The name Latin belongs to the language which was spoken in Latium, which in turn was peopled by the Latins, which was a minority group in Iron Age Italy (which wasn't called Italy until the start of the Roman Empire in the first century BC). These Latins had come from the east, with a wave of Indo-European settlers who displaced much of the indigenous European peoples, such as the Celts, who were driven north of the Alps.
Despite some inevitable frictions between people groups, the cultural consistency of the Italian peninsula up until (and obviously after) the Roman conquest was remarkable. Rome was originally a small Latin city state, close to the much larger territory of the Etruscans. Rome's rise to power was initially opposed even by its fellow Latin tribes. The ensuing Latin War was won by Rome, and Rome's subsequent realm of control is a remarkable testament to the power of synchronicity versus that of sheer numbers.

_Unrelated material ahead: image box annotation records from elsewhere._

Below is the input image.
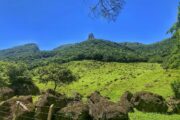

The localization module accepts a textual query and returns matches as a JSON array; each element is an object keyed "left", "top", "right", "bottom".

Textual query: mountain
[
  {"left": 0, "top": 39, "right": 175, "bottom": 66},
  {"left": 0, "top": 43, "right": 40, "bottom": 60},
  {"left": 52, "top": 39, "right": 145, "bottom": 62}
]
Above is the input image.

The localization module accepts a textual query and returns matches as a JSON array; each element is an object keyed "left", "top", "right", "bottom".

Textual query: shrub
[{"left": 171, "top": 80, "right": 180, "bottom": 99}]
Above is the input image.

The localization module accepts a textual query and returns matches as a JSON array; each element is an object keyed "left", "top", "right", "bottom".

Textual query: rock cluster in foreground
[{"left": 0, "top": 90, "right": 180, "bottom": 120}]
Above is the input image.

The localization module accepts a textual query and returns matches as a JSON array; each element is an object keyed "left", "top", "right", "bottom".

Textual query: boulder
[
  {"left": 119, "top": 91, "right": 134, "bottom": 112},
  {"left": 35, "top": 89, "right": 69, "bottom": 120},
  {"left": 55, "top": 102, "right": 93, "bottom": 120},
  {"left": 167, "top": 98, "right": 180, "bottom": 114},
  {"left": 11, "top": 78, "right": 40, "bottom": 96},
  {"left": 0, "top": 96, "right": 34, "bottom": 120},
  {"left": 131, "top": 92, "right": 168, "bottom": 113},
  {"left": 0, "top": 87, "right": 15, "bottom": 101},
  {"left": 88, "top": 91, "right": 129, "bottom": 120}
]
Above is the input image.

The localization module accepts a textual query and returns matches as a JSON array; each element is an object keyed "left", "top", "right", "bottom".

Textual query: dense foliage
[
  {"left": 171, "top": 80, "right": 180, "bottom": 99},
  {"left": 0, "top": 39, "right": 175, "bottom": 68},
  {"left": 164, "top": 2, "right": 180, "bottom": 68}
]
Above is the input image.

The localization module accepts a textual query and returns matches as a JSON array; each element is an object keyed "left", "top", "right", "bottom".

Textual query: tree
[
  {"left": 6, "top": 63, "right": 39, "bottom": 95},
  {"left": 38, "top": 64, "right": 75, "bottom": 91},
  {"left": 91, "top": 0, "right": 125, "bottom": 21},
  {"left": 164, "top": 3, "right": 180, "bottom": 69}
]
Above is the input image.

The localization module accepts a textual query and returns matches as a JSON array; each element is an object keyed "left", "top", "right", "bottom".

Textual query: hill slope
[
  {"left": 0, "top": 39, "right": 174, "bottom": 65},
  {"left": 0, "top": 44, "right": 40, "bottom": 60}
]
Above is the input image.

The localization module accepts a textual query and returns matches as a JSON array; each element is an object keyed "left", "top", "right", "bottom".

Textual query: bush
[{"left": 171, "top": 80, "right": 180, "bottom": 99}]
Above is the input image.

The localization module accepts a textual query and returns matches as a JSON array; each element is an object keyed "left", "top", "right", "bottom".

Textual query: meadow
[{"left": 34, "top": 60, "right": 180, "bottom": 120}]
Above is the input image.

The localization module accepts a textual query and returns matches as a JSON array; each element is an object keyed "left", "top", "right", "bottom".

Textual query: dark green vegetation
[
  {"left": 0, "top": 39, "right": 175, "bottom": 68},
  {"left": 36, "top": 64, "right": 75, "bottom": 91},
  {"left": 0, "top": 1, "right": 180, "bottom": 120}
]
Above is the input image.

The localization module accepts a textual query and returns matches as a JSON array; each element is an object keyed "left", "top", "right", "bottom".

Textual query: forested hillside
[{"left": 0, "top": 39, "right": 175, "bottom": 66}]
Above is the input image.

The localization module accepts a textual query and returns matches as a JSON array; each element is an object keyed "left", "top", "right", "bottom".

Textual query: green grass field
[{"left": 34, "top": 60, "right": 180, "bottom": 120}]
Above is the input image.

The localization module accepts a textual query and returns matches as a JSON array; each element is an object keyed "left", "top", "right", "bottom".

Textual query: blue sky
[{"left": 0, "top": 0, "right": 178, "bottom": 50}]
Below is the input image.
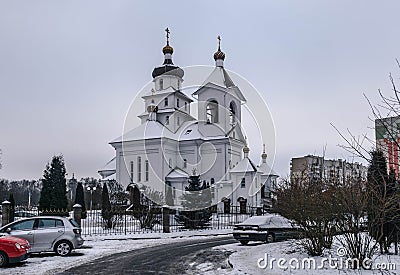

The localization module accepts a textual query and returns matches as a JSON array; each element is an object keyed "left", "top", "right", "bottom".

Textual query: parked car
[
  {"left": 0, "top": 216, "right": 84, "bottom": 256},
  {"left": 14, "top": 210, "right": 37, "bottom": 221},
  {"left": 0, "top": 236, "right": 31, "bottom": 267},
  {"left": 233, "top": 214, "right": 301, "bottom": 245}
]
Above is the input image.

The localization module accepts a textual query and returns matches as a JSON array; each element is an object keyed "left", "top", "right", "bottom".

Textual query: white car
[{"left": 0, "top": 216, "right": 84, "bottom": 256}]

Latin became the lingua franca of millions of non-native speakers, and although it never truly replaced Greek (hence the Greek and not the Latin New Testament), its amazing conquest was not repeated until small bands of displaced Saxons and Jutes journeyed from Germania to Britain when the Romans evacuated it in 450 AD, flooded it with their language, which was more than a millennium later adopted as the national language of the American colonies, and is presently the lingua franca of the world: English.
🔼Etymology of the name Latin
It's no longer clear where the name Latin comes from, but linguists propose that it comes from an ancient proto-Indo-European root stela- (Sanskrit: star-; hence the English word "sternum"), which is thought to have meant to spread or extend. This same root gave the Latin language its familiar adjective latus (in old Latin stlatus), meaning wide, from whence comes the Latin word latitudo and thus our English word "latitude".
The name Latin would thus have been applied to people living on flat plains, as opposed to mountains. In Hebrew exists a similar verb, namely רחב (rahab), meaning to be large or wide, which would interestingly tie Biblical characters such as Rahab and the town of Beth-rehob to the Latin language and thus to the wisdom tradition expressed in Latin.
🔼Latin meaning
The name Latin means Wide or Spacious in Latin, or when we follow the many nuances of the adjective latus: Lavish, Copious or Exhaustive or even Proud.